Через две недели после признания Марии и впервые после возвращения Кристины из Дахау зашла Кати. В последние месяцы войны, когда бомбежки участились и других девушек посылали в большие города на службу в отрядах гражданской обороны или помощницами в пожарные бригады, родители Кати отправили ее в сельскую местность, на ферму к дяде. «Понимает ли она, как ей повезло?» — думала Кристина.

Кати медленно вошла в гостиную, сцепив руки перед собой, будто навещала тяжелобольного, чье лицо было обезображено жестоким недугом, и осведомилась:

— Как ты себя чувствуешь?

— Как и следовало ожидать, — ответила Кристина.

Посетительница остановилась посередине комнаты, теребя пальцами боковой шов юбки.

«Да она, никак, боится меня, — с удивлением догадалась Кристина. — Ведет себя так, словно я заразная».

— Рада, что ты дома, — проговорила Кати.

— Danke, — поблагодарила Кристина. — Я тоже рада.

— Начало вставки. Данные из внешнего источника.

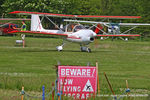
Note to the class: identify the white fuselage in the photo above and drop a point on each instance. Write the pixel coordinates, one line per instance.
(83, 36)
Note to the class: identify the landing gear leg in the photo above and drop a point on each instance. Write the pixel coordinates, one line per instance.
(85, 49)
(60, 48)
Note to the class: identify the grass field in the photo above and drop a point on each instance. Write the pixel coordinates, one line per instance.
(33, 66)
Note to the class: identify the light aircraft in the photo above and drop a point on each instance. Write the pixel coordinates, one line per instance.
(112, 28)
(7, 27)
(74, 32)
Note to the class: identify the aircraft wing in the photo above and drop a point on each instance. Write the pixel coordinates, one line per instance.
(36, 32)
(13, 19)
(134, 24)
(107, 23)
(119, 35)
(76, 16)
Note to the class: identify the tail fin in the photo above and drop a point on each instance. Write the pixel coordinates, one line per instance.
(98, 28)
(36, 23)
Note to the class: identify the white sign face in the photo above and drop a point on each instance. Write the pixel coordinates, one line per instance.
(77, 81)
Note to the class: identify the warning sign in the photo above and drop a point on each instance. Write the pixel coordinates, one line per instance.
(77, 81)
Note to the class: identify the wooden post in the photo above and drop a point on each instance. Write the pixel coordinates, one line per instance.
(43, 95)
(22, 93)
(127, 86)
(97, 78)
(23, 39)
(53, 92)
(23, 43)
(109, 85)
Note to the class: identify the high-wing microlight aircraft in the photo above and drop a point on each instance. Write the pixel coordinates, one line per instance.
(74, 32)
(112, 28)
(7, 27)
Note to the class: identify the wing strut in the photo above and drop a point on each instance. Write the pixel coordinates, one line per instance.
(53, 23)
(129, 30)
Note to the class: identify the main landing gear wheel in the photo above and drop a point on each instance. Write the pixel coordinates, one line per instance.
(85, 49)
(59, 48)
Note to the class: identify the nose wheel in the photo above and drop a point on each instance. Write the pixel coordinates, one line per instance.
(85, 49)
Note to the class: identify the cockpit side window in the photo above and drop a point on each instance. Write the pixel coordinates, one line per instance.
(78, 27)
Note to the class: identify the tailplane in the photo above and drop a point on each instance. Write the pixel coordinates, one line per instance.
(36, 23)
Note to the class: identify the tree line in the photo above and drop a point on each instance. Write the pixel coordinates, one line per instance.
(81, 7)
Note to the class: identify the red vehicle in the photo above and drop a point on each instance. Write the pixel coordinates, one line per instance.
(5, 28)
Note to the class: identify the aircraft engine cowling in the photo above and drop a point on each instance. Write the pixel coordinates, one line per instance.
(88, 39)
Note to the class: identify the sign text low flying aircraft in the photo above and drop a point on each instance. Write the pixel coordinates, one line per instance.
(74, 32)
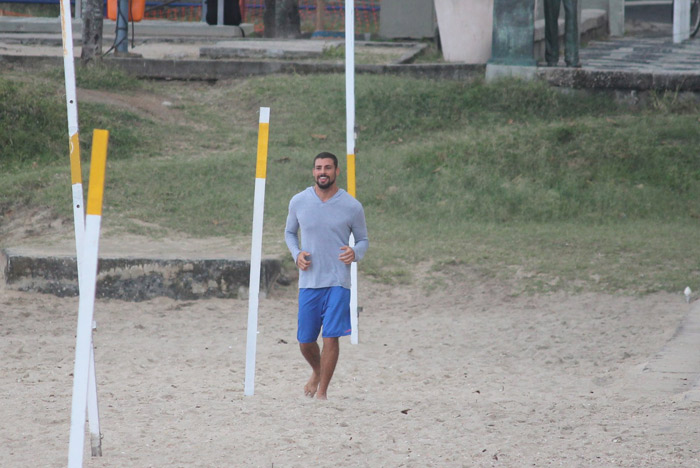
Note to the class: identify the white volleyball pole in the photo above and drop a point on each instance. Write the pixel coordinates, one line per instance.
(350, 138)
(78, 205)
(256, 250)
(86, 305)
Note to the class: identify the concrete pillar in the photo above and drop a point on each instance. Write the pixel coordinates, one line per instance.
(465, 29)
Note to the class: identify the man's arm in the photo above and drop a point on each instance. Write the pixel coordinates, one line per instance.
(291, 233)
(359, 232)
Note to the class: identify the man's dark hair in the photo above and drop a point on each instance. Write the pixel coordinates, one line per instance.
(326, 155)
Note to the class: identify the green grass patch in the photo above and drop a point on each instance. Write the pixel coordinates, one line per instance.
(512, 181)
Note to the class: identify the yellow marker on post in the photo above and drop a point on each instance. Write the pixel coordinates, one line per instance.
(86, 305)
(78, 208)
(256, 250)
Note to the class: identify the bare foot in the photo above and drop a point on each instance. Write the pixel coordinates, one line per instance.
(312, 385)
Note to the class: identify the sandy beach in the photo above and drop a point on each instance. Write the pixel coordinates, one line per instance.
(462, 375)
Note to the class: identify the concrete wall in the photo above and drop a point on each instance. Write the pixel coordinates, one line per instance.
(465, 29)
(411, 19)
(615, 10)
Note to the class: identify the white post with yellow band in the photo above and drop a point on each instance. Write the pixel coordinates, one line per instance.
(86, 305)
(350, 138)
(78, 210)
(256, 250)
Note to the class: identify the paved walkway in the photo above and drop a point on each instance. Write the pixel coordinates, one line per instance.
(640, 54)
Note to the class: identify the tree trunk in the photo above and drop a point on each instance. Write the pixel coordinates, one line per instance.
(92, 31)
(282, 19)
(269, 18)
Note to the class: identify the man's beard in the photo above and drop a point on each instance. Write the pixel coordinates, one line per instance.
(326, 185)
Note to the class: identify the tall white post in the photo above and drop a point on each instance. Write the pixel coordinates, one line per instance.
(350, 139)
(256, 250)
(78, 205)
(86, 305)
(681, 20)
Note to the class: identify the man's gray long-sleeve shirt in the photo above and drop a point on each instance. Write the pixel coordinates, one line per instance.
(325, 228)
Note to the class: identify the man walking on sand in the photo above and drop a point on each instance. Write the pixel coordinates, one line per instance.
(326, 215)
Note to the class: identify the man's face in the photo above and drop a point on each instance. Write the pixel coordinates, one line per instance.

— Что случилось с твоими волосами? — поинтересовалась подруга, указывая на ее голову.

Кристина смущенно пробежала пальцами по коротким прядям над ухом.

— Их состригли.

— Зачем?

— Так поступают со всеми заключенными, — Кристина уронила руки на колени и стала тереть большим пальцем номер на коже под рукавом.

— О, — издала восклицание Кати, отводя взгляд. — Рада, что ты дома, — повторила она. — Моя мама сказала, что твоя мама уже не надеялась снова тебя увидеть.

— Я тоже не думала, что увижу родных. — Кристина разложила подушки на диване так, чтобы Кати могла сесть.

Гостья помедлила посреди комнаты — глаза ее метнулись к окну, словно она намеревалась сбежать, — и наконец неохотно направилась к дивану.

— Но ведь тебе ничего не грозило? — проговорила она, устраиваясь на краешке. — Ты же немка.

Кристина поджала под себя ноги и повернулась лицом к Кати. Всегда ли ее волосы были такими жгуче рыжими? В столбе проникавшего сквозь окно солнечного света они переливались, будто внутри каждой пряди мерцал огонек. Кристина снова потрогала свои жалкие волосенки, тонкие и мягкие, как желтый цыплячий пух. Когда Кати глянула в ее сторону, Кристина сложила руки на коленях и прижала большой палец к запястью.

— Каждую минуту в этом лагере, — возразила она, — я думала, что умру. Там ежедневно убивали людей тысячами.

— Тысячами? — Кати впервые посмотрела ей прямо в лицо. — Но зачем убивать так много людей? И как это вообще физически возможно?

— Их травили газом, а потом сжигали в гигантских печах. Иногда просто расстреливали.

От воспоминания об Исааке у Кристины сжалось сердце. Большим пальцем, лежавшим на запястье, она почувствовала, как участился ее пульс.

— Да нет, с какой стати им убивать евреев? — в лице Кати читалось явное недоверие. — Их же собирались переселять!